Simon Finch, of Swansea, South Wales, is accused of a 'damaging disclosure' of defence secrets in October last year.
The BAE Systems worker claimed he had sent the sensitive details to 'a number of hostile foreign governments' to take revenge on UK authorities after a row with police.
Finch described himself as 'someone who works upon classified systems, saying he was 'somewhat autistic and [has] a near-photographic memory'.
He said he had worked in the defence industry for 20 years and claimed he had access to secret and top secret information.
Making the claims from Germany on October 28 last year, he said he had suffered 'degrading treatment' at the hands of a UK police force.

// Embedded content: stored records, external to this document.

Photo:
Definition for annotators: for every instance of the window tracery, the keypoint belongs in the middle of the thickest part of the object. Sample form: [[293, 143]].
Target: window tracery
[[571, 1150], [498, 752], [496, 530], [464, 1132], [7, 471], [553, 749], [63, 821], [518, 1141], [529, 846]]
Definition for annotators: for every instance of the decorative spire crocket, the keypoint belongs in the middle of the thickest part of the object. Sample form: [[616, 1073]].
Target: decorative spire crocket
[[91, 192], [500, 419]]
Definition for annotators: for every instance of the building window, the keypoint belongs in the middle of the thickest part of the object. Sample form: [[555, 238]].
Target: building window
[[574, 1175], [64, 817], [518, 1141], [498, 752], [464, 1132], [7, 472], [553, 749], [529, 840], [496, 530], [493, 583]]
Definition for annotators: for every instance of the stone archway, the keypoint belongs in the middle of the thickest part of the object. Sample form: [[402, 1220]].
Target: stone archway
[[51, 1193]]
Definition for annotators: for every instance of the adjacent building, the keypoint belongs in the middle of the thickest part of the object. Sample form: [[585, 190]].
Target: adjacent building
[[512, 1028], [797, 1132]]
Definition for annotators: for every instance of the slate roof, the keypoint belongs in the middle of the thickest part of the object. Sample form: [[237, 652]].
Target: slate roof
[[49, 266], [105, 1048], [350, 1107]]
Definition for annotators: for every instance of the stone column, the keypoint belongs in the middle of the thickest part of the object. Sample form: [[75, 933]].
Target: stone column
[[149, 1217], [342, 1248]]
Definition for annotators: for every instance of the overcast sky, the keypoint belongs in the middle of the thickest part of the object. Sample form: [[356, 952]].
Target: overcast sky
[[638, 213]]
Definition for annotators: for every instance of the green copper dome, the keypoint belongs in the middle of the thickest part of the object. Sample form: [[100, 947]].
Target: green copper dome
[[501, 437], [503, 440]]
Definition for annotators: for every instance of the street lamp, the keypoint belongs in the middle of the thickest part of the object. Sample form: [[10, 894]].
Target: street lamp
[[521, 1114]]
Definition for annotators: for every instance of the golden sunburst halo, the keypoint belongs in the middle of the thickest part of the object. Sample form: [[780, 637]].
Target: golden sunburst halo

'Since the UK has refused me any justice, compensation, or even treatment... then it has no right to expect my loyalty,' he said.
'It gives me very great pleasure to say that I have spent the last ten months documenting secret, top secret and codeword information on the wide range of military systems which I have worked upon.
'This information has been sent (freely) to a number of hostile foreign governments. If the nation does not care for my security then why should I care for national security?'
Under the 1989 Act, a disclosure is considered damaging if it 'damages the capability' of the Armed Forces, leads to loss of life or injury to its personnel, or endangers UK interests abroad.
An investigation by the Met's Counter Terrorism Command was launched after the alleged offence 'on or around October 28 last year'.
A Ministry of Defence spokesman said: 'We are aware of proceedings involving an individual who has been charged with breaching the Official Secrets Act.
'This is a police matter and questions should be addressed to them.'
Finch has been bailed to appear at Westminster Magistrates' Court tomorrow, October 9.